When it comes to the research targets, we are trying to

  • model the effects of different training strategies towards the outcome of an upcoming tournament,
  • predict the tournament time (or any standardized measure of success) at the Olympic Games.


So far, the neural network that was learned from training data (sic!) was generated in DataEngine. Due to the small size of the data set, cross validation had to be applied. This, however, is quite costly when it has to be done manually. Therefore, the approach is to use MatLab and automate the generation and validation of different networks and speed up the mining process. The MatLab scripting language comes in really handy, so we will want to make appropriate use of it.

Before tuning network parameters, we want to make sure that the results obtained using MatLab are consistent with the ones obtained from DataEngine.
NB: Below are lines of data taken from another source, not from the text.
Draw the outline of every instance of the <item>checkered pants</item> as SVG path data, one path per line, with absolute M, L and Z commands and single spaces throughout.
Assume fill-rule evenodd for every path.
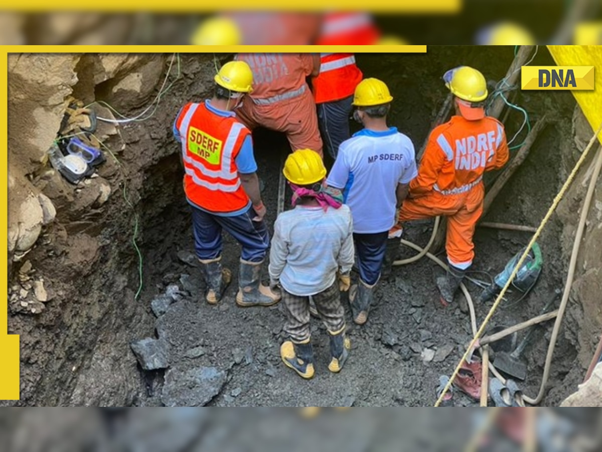
M 282 302 L 287 313 L 284 332 L 293 342 L 304 342 L 309 339 L 309 297 L 299 297 L 285 290 Z M 335 281 L 326 290 L 312 295 L 326 329 L 338 333 L 345 327 L 345 310 L 341 304 L 338 282 Z

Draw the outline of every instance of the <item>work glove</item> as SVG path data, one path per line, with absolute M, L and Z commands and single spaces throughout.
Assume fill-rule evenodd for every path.
M 253 206 L 253 210 L 255 211 L 255 213 L 257 214 L 253 218 L 253 221 L 261 222 L 263 221 L 263 218 L 265 216 L 265 213 L 267 212 L 267 209 L 265 209 L 265 206 L 264 206 L 263 202 L 261 202 L 258 206 Z
M 347 292 L 351 287 L 351 277 L 349 275 L 341 275 L 340 273 L 337 274 L 338 275 L 339 290 L 341 292 Z

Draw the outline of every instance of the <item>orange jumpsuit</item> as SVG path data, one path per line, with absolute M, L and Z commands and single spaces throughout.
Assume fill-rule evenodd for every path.
M 483 174 L 507 161 L 508 145 L 500 121 L 489 116 L 477 121 L 453 116 L 431 132 L 399 221 L 447 216 L 448 260 L 455 267 L 468 268 L 474 258 L 473 236 L 483 213 Z
M 314 95 L 305 80 L 318 55 L 311 54 L 238 54 L 253 71 L 253 91 L 237 116 L 251 130 L 262 126 L 287 135 L 291 149 L 309 148 L 322 155 Z M 314 61 L 314 60 L 315 61 Z

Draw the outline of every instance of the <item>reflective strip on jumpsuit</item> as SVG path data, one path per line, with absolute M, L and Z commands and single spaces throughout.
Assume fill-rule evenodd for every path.
M 399 221 L 447 217 L 445 250 L 450 264 L 470 267 L 474 259 L 473 236 L 483 213 L 483 174 L 508 160 L 503 125 L 490 117 L 469 121 L 455 116 L 429 138 L 418 175 L 410 183 L 410 196 Z

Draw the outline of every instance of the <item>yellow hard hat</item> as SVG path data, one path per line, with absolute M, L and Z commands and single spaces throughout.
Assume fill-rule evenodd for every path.
M 371 107 L 387 104 L 393 100 L 385 82 L 377 78 L 365 78 L 355 87 L 353 105 Z
M 236 23 L 227 17 L 205 20 L 194 31 L 192 45 L 235 46 L 241 44 L 241 34 Z
M 253 72 L 245 61 L 228 61 L 214 77 L 216 83 L 231 91 L 250 93 L 253 90 Z
M 443 75 L 450 91 L 468 102 L 480 102 L 487 98 L 487 81 L 479 71 L 468 66 L 450 69 Z
M 492 27 L 488 30 L 486 45 L 533 45 L 535 39 L 520 25 L 504 22 Z
M 326 168 L 315 151 L 300 149 L 289 154 L 282 173 L 287 180 L 296 185 L 311 185 L 324 178 Z

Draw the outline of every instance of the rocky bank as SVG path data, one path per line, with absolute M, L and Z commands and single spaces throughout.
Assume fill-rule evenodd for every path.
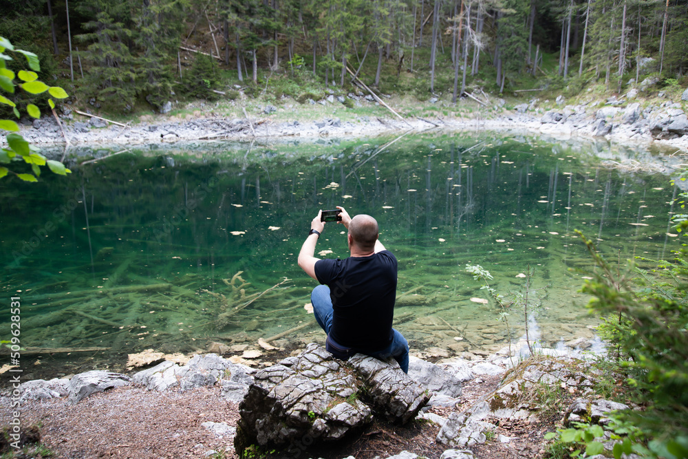
M 412 357 L 408 376 L 394 361 L 359 354 L 343 363 L 316 344 L 262 370 L 197 354 L 131 374 L 24 382 L 3 391 L 0 413 L 12 418 L 18 403 L 23 431 L 40 426 L 22 441 L 31 447 L 38 436 L 57 457 L 228 458 L 248 449 L 267 457 L 496 459 L 541 456 L 547 431 L 577 420 L 604 425 L 608 413 L 628 408 L 596 394 L 601 376 L 575 350 L 509 352 Z M 601 440 L 613 447 L 608 436 Z
M 356 108 L 347 112 L 344 104 L 354 104 L 355 107 L 379 107 L 372 97 L 362 93 L 330 95 L 319 101 L 309 100 L 304 105 L 285 99 L 279 108 L 270 104 L 251 107 L 252 114 L 242 118 L 218 116 L 214 114 L 213 105 L 195 103 L 184 107 L 193 111 L 191 116 L 160 114 L 142 117 L 135 122 L 117 124 L 78 114 L 65 104 L 59 116 L 61 125 L 49 116 L 33 120 L 26 118 L 22 120 L 21 134 L 30 142 L 46 147 L 67 145 L 68 140 L 70 147 L 129 148 L 211 140 L 267 142 L 294 138 L 363 138 L 409 130 L 519 130 L 557 138 L 604 138 L 619 144 L 654 144 L 688 151 L 688 89 L 680 100 L 671 100 L 661 92 L 649 94 L 647 88 L 652 83 L 644 81 L 619 96 L 596 99 L 590 96 L 576 104 L 568 103 L 562 96 L 554 103 L 533 98 L 513 107 L 496 98 L 486 99 L 489 104 L 486 106 L 479 106 L 465 100 L 454 105 L 433 98 L 429 102 L 415 103 L 387 96 L 393 107 L 397 105 L 407 107 L 434 105 L 447 114 L 426 118 L 397 117 L 382 107 L 376 113 L 385 114 L 354 118 L 350 114 L 355 113 Z M 652 99 L 647 98 L 650 96 Z M 241 113 L 239 107 L 243 109 L 248 100 L 244 97 L 228 103 L 233 113 Z M 458 109 L 466 106 L 475 110 L 466 114 L 465 110 Z M 95 115 L 95 107 L 89 108 Z M 303 120 L 309 118 L 306 114 L 314 111 L 317 116 L 325 115 L 320 119 Z M 341 116 L 338 117 L 338 114 Z

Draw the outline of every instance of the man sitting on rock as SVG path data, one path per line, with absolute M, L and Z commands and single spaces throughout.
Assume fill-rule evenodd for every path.
M 299 266 L 323 285 L 313 289 L 315 319 L 327 334 L 325 349 L 341 360 L 357 352 L 385 360 L 394 357 L 409 372 L 409 343 L 392 328 L 396 299 L 397 263 L 378 239 L 378 222 L 370 215 L 354 218 L 338 206 L 349 230 L 351 256 L 320 259 L 314 256 L 325 229 L 322 211 L 310 223 L 310 232 L 299 253 Z

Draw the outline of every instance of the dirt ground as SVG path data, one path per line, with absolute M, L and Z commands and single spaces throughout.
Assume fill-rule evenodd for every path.
M 448 416 L 461 412 L 497 388 L 499 376 L 484 377 L 464 384 L 460 403 L 454 408 L 434 408 Z M 150 392 L 127 386 L 96 394 L 76 406 L 65 398 L 28 402 L 23 407 L 23 426 L 38 425 L 45 448 L 29 449 L 20 458 L 128 458 L 131 459 L 237 458 L 232 438 L 219 436 L 202 424 L 206 421 L 235 426 L 239 406 L 219 396 L 219 387 L 202 387 L 188 392 L 176 390 Z M 6 405 L 0 407 L 0 418 L 10 418 Z M 491 422 L 497 423 L 496 420 Z M 544 452 L 544 435 L 551 424 L 508 422 L 499 423 L 488 440 L 469 448 L 480 459 L 532 459 Z M 436 425 L 416 420 L 404 426 L 376 421 L 355 438 L 309 449 L 301 458 L 357 459 L 387 458 L 402 451 L 429 459 L 439 458 L 447 445 L 436 443 Z M 510 438 L 499 441 L 500 435 Z M 210 450 L 217 453 L 206 454 Z M 52 453 L 52 456 L 49 456 Z M 5 457 L 5 456 L 3 456 Z M 279 453 L 253 457 L 286 457 Z M 289 457 L 296 457 L 292 455 Z

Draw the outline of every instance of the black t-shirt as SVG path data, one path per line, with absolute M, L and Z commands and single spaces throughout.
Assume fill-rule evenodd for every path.
M 389 250 L 316 262 L 318 281 L 330 287 L 334 342 L 371 352 L 391 343 L 396 272 L 396 258 Z

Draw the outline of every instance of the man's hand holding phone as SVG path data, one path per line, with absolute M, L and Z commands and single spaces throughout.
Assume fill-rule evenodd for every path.
M 338 223 L 341 223 L 344 225 L 344 228 L 349 229 L 349 223 L 351 222 L 351 217 L 349 216 L 349 213 L 341 206 L 337 206 L 337 209 L 341 211 L 339 214 L 340 221 Z

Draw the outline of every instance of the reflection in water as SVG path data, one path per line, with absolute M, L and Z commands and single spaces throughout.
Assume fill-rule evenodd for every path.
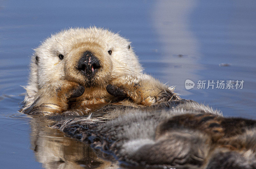
M 65 137 L 59 130 L 48 126 L 52 123 L 40 118 L 31 122 L 31 149 L 36 160 L 46 168 L 116 168 L 116 164 L 97 157 L 88 145 Z
M 186 79 L 198 78 L 195 74 L 195 63 L 198 57 L 197 40 L 189 31 L 189 18 L 195 3 L 191 1 L 158 1 L 152 16 L 161 42 L 162 58 L 160 66 L 163 79 L 182 95 L 190 93 L 183 89 Z

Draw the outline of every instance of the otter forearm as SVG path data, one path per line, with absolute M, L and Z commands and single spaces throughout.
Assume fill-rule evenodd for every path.
M 60 113 L 68 107 L 68 99 L 79 97 L 84 88 L 66 80 L 49 83 L 40 89 L 34 96 L 35 100 L 28 103 L 23 110 L 26 114 Z
M 177 98 L 167 86 L 146 74 L 132 75 L 118 78 L 112 82 L 107 87 L 107 90 L 114 96 L 127 97 L 137 104 L 145 105 Z

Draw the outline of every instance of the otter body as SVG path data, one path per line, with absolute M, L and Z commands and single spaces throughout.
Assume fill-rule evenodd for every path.
M 25 113 L 83 115 L 108 103 L 143 107 L 178 98 L 144 73 L 129 42 L 107 30 L 64 30 L 35 51 Z

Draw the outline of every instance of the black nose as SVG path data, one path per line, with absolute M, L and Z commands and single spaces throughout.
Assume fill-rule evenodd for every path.
M 77 69 L 84 75 L 94 75 L 95 72 L 100 68 L 100 61 L 93 54 L 87 51 L 78 61 Z

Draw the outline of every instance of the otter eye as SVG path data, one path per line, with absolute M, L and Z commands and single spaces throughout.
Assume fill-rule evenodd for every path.
M 59 55 L 59 58 L 60 60 L 62 60 L 62 59 L 63 59 L 63 58 L 64 58 L 64 56 L 63 56 L 63 55 L 62 55 L 61 54 L 60 54 Z

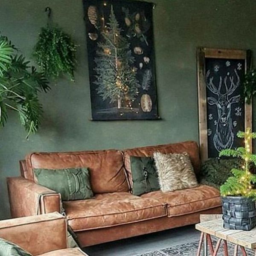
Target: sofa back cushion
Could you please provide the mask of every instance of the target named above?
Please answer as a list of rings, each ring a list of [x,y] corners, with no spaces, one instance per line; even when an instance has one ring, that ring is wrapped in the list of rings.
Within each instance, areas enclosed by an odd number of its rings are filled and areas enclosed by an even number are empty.
[[[196,142],[186,141],[180,143],[172,143],[155,146],[136,148],[124,151],[125,166],[127,172],[130,189],[132,187],[132,177],[131,171],[130,157],[152,157],[154,152],[160,152],[163,154],[174,153],[182,154],[187,152],[189,155],[196,175],[199,174],[200,169],[199,150]]]
[[[95,193],[128,191],[123,155],[117,150],[32,153],[26,156],[27,178],[35,182],[33,169],[87,167]]]

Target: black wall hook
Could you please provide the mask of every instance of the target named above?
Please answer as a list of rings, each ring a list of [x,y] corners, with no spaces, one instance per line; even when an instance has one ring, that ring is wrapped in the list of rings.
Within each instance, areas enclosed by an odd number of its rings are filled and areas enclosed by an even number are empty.
[[[52,9],[51,9],[50,7],[46,7],[44,11],[45,12],[48,12],[48,17],[49,18],[50,16],[51,16],[51,13],[52,12]]]

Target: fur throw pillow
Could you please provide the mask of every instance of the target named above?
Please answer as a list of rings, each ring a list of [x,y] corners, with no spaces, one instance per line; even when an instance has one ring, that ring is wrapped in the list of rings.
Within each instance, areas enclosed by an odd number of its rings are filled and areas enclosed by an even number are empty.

Therefore, the network parameters are as follows:

  • multi-layer-perceptron: 3 layers — 10 linear input neurons, 2 tanh hidden neurons, 1 linear output neuron
  • leave-one-out cross validation
  • backpropagation learning algorithm, random presentation of training samples
  • weight initialization in the range from -0.1 to 0.1
  • online-learning strategy
  • learning rate: 0.1, learning rate decay factor: 0.99999

Due to the small amount of available data, good results could be obtained when the plain, untrained network was pre-trained with the data from two different training phases. This initializes the network towards a stable version that can be trained with the actual data of the olympic finalist. Each pre-trained network was then fully trained up to a maximum number of 10.000 learning steps. At the end of the training process, using cross validation, the remaining training data could be fed through the neural network and the predicted result could be calculated. This was done for both phases and all n data sets. The error between the actual result and the predicted result was calculated. The obtained results were quite close to the actual ones.

References:

So far for the existing work. I will try to model the above process and the parameters with MatLab and publish the script here. Once the old results from DataEngine can be obtained with MatLab as well, the script can be fed new data from competitive swimming and archery to predict the competition results at the Olympic Games 2008.